# A Recent SketchUp Project



## SketchUp Guru (12 Aug 2007)

It isn't completed yet but here it is. It's a china cabinet designed to fit in a narrow hallway. 60" long and 12.75" deep. This is a design for a friend to build so I've been working so that the parts can all be dimensioned. Still need to do most of the joinery but that'll be easy enough.


----------



## DaveL (12 Aug 2007)

Dave R":22yob640 said:


> Still need to do most of the joinery but that'll be easy enough.


I will have to take your word on that. :? 

Nice looking cabinet,  but I don't like the donkey brown finish, it could be any old wood underneath. :twisted:


----------



## SketchUp Guru (12 Aug 2007)

Donkey brown!? It's coffee brown.

I don't know what wood the builder will use.


----------



## DomValente (12 Aug 2007)

I like that design Dave, have you copyrighted it ? If not may I..........

Dom


----------



## SketchUp Guru (12 Aug 2007)

Thanks Dom. As to copyrights, I think the guy I've been drawing it for might own them although I've been wondering about doing something with this.


----------



## DomValente (12 Aug 2007)

Fair enough Dave.  

Dom


----------



## SketchUp Guru (20 Aug 2007)

A couple more views as the cabinet has evolved.
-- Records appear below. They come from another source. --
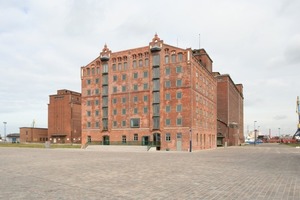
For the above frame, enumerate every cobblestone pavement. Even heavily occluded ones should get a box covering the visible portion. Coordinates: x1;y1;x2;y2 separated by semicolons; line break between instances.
0;144;299;200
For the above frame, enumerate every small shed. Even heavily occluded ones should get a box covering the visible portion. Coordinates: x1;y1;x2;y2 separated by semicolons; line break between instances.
6;133;20;143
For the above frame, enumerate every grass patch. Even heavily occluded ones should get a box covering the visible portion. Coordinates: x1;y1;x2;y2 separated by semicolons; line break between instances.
0;143;81;149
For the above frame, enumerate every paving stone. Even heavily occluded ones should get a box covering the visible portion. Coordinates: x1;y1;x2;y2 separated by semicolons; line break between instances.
0;143;299;199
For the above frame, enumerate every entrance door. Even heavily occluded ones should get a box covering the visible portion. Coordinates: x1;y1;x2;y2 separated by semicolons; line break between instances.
153;133;161;150
103;135;110;145
142;136;149;145
176;133;182;151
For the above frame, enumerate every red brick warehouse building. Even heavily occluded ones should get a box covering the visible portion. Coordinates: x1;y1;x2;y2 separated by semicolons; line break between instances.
48;89;81;144
81;34;218;151
214;73;244;146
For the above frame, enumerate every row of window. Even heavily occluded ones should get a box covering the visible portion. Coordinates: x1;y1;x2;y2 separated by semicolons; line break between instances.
85;66;183;86
86;104;183;117
85;91;183;106
85;117;183;128
83;53;184;76
86;83;184;96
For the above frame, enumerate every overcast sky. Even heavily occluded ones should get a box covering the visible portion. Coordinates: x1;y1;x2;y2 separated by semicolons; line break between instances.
0;0;299;137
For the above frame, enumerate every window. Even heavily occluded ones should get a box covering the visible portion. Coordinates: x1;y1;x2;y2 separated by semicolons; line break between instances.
87;111;91;117
102;75;108;85
95;89;99;95
144;106;148;113
113;109;117;115
152;54;160;66
171;54;176;63
143;83;148;90
166;133;171;141
87;90;91;96
122;85;126;92
134;134;138;141
118;63;122;71
152;67;160;79
153;117;160;129
122;135;126;144
176;118;182;126
122;108;126;115
133;72;138;79
165;67;170;75
176;91;182;99
165;55;169;64
133;96;138;102
176;66;182;73
176;79;182;87
102;86;108;95
122;97;126;103
113;87;117;93
165;105;171;113
153;104;160;116
95;78;99;84
153;79;160;91
113;121;117;127
134;107;138;114
143;95;148;102
178;53;183;62
96;67;100;74
87;68;90;75
112;64;116;71
95;110;99;116
95;121;99;128
122;74;127;81
165;119;171;126
113;98;117;104
87;79;91;85
92;68;95;75
102;63;108;73
165;80;171;88
87;100;91;106
153;92;160;103
176;104;182;112
145;58;149;66
87;122;91;128
165;93;171;100
113;75;118;81
130;118;140;128
133;60;137;68
139;59;143;67
122;121;126;127
133;84;138;91
143;71;148;78
102;108;108;118
102;96;108;106
124;62;128;70
95;99;99;105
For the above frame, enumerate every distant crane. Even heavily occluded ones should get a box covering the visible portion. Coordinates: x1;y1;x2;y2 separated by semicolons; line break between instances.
293;96;300;141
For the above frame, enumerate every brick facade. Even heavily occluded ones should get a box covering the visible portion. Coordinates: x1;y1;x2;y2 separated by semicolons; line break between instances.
215;74;244;146
19;127;48;143
48;89;81;143
81;34;218;151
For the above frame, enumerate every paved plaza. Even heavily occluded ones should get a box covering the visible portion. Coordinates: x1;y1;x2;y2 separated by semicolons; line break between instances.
0;144;299;200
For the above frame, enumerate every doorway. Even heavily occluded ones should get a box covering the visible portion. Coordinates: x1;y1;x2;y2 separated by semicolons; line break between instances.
176;133;182;151
153;133;161;150
142;136;149;145
103;135;110;145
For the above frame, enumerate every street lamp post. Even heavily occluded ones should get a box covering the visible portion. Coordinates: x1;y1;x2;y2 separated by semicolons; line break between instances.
278;128;281;143
189;128;192;152
254;121;257;146
3;122;7;142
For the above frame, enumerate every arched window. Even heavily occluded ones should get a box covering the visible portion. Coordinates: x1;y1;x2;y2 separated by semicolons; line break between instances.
165;55;169;64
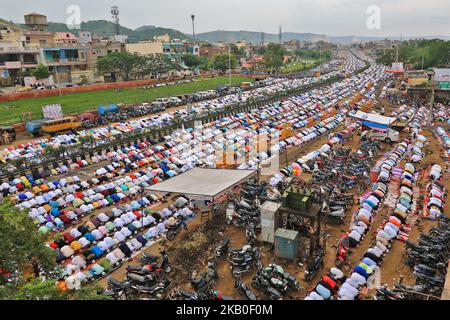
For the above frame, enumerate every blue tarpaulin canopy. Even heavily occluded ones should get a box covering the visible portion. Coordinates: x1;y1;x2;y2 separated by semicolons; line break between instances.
361;121;388;131
349;111;396;130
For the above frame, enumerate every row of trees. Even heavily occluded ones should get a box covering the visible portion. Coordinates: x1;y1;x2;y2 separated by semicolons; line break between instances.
97;52;181;81
294;49;332;61
96;42;332;79
376;39;450;69
180;53;238;72
0;199;108;300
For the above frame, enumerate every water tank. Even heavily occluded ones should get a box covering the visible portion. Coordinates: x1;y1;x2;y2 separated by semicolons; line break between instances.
98;104;119;115
274;228;299;260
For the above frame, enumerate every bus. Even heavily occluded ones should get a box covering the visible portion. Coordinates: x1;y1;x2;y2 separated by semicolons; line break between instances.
41;117;81;134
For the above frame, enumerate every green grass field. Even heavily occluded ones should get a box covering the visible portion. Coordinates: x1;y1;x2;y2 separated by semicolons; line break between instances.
0;76;252;126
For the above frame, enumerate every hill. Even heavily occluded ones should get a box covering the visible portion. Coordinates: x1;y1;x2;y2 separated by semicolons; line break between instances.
19;20;191;43
196;30;450;44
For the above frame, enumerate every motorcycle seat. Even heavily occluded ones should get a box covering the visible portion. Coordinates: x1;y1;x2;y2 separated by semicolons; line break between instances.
142;253;158;262
127;265;144;272
128;273;151;283
109;277;131;290
168;221;184;230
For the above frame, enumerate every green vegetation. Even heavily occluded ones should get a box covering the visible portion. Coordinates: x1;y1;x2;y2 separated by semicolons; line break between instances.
0;76;253;125
264;43;287;73
376;39;450;69
209;54;238;72
230;44;246;60
97;52;180;81
295;49;332;60
0;199;108;300
281;61;317;74
32;64;50;80
181;54;207;68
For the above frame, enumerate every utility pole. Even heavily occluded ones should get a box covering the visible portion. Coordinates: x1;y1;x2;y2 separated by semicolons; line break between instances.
279;25;282;44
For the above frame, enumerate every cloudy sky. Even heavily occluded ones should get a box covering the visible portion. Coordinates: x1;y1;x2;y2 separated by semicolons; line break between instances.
1;0;449;36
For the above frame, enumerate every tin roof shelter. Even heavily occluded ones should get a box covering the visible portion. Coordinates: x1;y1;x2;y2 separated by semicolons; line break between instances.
146;168;256;200
349;111;397;131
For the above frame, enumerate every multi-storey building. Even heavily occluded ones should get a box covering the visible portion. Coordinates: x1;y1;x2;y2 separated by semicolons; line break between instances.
0;18;41;85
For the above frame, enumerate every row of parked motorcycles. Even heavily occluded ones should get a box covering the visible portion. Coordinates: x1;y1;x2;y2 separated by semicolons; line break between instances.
82;105;167;128
214;237;302;300
402;220;450;298
309;141;380;224
104;250;171;300
375;221;450;300
311;143;378;193
226;181;266;229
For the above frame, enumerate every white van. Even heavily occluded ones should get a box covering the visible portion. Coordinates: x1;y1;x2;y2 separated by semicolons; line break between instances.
366;128;400;143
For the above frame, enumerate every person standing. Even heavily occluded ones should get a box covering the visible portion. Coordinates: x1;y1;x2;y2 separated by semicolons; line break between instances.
2;131;10;145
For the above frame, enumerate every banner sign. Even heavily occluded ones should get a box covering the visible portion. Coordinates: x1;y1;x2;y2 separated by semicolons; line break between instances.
42;104;63;119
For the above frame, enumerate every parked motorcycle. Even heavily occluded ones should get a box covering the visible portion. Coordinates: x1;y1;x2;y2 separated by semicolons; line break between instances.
304;249;325;282
215;238;230;257
191;259;218;291
235;277;257;300
251;274;282;300
166;217;188;240
106;277;133;300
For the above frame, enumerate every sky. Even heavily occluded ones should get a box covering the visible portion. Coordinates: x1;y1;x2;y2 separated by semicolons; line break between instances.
1;0;449;37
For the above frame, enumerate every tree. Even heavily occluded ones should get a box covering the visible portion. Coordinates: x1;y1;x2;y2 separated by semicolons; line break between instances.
0;199;56;285
264;43;286;73
181;54;203;68
230;44;245;60
96;51;141;81
209;53;237;72
78;74;89;85
32;64;50;80
376;39;450;69
17;69;31;78
0;199;110;300
139;54;180;79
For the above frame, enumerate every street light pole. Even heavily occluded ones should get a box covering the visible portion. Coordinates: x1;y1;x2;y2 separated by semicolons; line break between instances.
319;44;322;76
191;14;196;42
55;65;62;97
228;44;232;87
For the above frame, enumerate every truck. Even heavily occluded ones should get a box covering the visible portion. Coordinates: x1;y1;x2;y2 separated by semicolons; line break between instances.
365;128;399;143
26;120;44;136
98;104;119;116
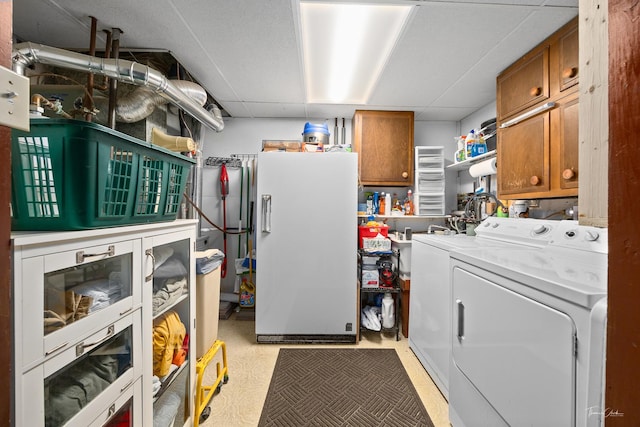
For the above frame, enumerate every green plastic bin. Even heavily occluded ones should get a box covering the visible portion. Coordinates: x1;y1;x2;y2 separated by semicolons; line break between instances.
11;118;195;230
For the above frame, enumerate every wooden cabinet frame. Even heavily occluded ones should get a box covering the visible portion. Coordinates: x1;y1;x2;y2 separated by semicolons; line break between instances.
352;110;414;186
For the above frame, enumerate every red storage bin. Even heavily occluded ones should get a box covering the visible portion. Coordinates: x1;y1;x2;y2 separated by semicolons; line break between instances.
358;224;389;248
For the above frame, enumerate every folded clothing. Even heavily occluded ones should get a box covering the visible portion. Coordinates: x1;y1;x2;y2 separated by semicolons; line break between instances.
152;277;187;316
196;249;225;275
153;256;188;280
45;354;119;426
153;311;186;378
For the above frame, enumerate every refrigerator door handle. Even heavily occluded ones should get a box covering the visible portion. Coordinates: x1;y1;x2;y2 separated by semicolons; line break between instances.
262;194;272;233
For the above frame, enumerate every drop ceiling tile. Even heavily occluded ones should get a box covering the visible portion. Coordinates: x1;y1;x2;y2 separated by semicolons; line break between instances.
174;0;305;103
241;102;308;118
369;2;536;107
305;104;361;120
219;101;253;118
416;106;479;121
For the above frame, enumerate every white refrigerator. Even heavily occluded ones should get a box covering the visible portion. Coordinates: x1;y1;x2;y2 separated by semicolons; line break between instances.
255;152;358;343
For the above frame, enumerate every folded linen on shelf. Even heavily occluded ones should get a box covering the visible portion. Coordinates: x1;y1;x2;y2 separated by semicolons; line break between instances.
153;311;186;378
152;277;187;316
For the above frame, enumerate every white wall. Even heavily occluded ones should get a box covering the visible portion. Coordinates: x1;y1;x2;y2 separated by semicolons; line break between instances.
197;115;473;292
457;102;497;195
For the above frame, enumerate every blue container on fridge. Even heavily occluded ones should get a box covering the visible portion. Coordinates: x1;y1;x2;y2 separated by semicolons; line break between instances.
302;122;330;144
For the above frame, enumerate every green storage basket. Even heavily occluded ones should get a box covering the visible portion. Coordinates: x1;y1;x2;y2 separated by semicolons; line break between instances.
11;118;195;230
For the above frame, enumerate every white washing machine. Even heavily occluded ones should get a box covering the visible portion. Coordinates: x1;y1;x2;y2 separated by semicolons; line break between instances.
408;218;554;400
448;218;608;427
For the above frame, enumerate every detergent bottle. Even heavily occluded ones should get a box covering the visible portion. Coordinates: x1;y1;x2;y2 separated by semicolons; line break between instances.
239;276;255;308
472;131;488;157
381;293;395;329
465;129;478;159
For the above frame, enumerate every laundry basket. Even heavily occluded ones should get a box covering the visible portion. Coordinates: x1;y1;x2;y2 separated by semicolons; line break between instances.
11;118;195;230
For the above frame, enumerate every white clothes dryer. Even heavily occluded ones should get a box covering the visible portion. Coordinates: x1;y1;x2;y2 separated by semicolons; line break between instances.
409;234;501;399
448;218;607;427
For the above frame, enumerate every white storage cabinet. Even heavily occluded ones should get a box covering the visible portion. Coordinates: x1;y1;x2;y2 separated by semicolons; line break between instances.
414;146;445;216
12;220;197;427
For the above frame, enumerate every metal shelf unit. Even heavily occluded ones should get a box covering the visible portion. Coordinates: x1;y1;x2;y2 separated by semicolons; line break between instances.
358;249;401;341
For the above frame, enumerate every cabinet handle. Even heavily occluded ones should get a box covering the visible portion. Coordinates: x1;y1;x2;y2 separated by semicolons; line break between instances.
562;67;578;79
456;299;465;340
45;341;69;356
145;249;155;282
76;324;115;356
530;175;541;186
529;86;542;97
120;380;133;393
562;168;575;180
500;102;555;129
262;194;272;233
76;245;115;264
401;171;409;179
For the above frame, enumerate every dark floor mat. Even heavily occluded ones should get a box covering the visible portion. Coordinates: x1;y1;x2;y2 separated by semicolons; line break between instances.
258;348;435;427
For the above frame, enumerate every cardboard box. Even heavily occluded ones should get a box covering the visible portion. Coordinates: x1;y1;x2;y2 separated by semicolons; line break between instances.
362;236;391;252
361;267;379;288
262;140;301;152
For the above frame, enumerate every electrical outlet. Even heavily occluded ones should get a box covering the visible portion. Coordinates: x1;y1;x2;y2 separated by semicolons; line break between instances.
0;65;30;132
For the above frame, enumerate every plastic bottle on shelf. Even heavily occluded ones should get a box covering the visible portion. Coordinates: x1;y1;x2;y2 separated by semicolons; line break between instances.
381;293;395;329
392;193;402;213
404;189;414;215
384;193;391;216
455;136;467;162
472;131;488;157
379;192;386;215
465;129;478;159
373;192;379;215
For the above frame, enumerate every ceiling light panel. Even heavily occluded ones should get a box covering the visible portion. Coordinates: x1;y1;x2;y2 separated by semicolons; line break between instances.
300;2;413;104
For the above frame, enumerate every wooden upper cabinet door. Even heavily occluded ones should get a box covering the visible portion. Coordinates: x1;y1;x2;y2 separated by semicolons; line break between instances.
352;110;414;186
553;93;579;191
497;45;549;120
497;112;550;198
555;18;579;93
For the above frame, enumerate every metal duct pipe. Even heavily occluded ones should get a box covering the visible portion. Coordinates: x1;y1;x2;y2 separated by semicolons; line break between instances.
92;80;208;124
12;42;224;132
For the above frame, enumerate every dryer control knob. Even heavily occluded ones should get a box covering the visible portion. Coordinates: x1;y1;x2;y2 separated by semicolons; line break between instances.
533;224;548;235
585;230;600;241
492;223;500;228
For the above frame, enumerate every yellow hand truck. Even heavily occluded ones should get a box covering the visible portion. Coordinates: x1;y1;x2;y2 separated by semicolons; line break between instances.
194;340;228;427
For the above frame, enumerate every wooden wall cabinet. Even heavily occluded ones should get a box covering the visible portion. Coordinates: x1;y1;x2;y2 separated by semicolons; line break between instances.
352;110;414;186
497;17;579;199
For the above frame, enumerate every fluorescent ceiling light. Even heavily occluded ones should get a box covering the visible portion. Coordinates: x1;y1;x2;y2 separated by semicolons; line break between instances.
300;2;413;104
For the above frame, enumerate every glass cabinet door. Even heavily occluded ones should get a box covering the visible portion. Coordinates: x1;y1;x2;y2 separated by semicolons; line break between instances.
44;250;132;336
42;319;136;427
148;237;192;427
19;239;138;369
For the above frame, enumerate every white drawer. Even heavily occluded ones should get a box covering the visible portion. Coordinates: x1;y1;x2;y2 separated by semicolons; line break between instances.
17;310;142;427
17;239;141;368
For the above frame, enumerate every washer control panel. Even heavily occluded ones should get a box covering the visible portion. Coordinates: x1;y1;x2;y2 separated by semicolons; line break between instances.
476;217;608;254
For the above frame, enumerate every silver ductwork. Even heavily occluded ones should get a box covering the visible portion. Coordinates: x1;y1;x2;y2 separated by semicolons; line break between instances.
93;80;209;124
12;42;224;132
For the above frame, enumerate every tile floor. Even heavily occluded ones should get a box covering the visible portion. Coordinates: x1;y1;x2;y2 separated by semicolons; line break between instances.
199;312;449;426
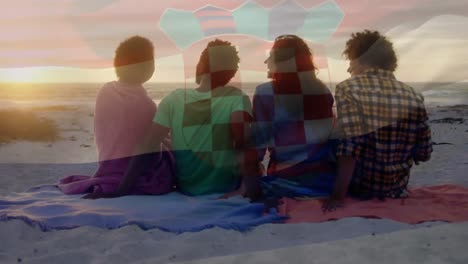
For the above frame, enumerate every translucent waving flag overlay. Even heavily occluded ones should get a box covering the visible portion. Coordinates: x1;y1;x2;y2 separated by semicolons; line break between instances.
0;3;468;264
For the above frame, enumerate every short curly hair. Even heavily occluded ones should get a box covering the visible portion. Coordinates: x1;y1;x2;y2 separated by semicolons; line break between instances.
343;30;397;72
195;39;240;88
114;36;154;83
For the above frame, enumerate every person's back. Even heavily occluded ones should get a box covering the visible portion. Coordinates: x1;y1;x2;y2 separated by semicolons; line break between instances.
328;30;432;206
253;35;336;195
94;81;156;163
155;86;251;195
62;36;174;197
153;39;257;196
336;68;431;198
254;79;334;174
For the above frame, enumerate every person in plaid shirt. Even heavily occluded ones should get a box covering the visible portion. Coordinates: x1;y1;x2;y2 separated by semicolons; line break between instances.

Evolution is a slow process so not a lot of changes.




Overlay drawers as requested by the builder/owner. I drew the drawers to be built as NK style drawers. The center door has been moved to the front track.




Mostly just a different display style than the first. 

There's still some joinery details to draw and the dimensioned drawings to make but they'll have to wait until after I get back from a trip to Maine. There are several lobsters there with my name on them. Yummy!


----------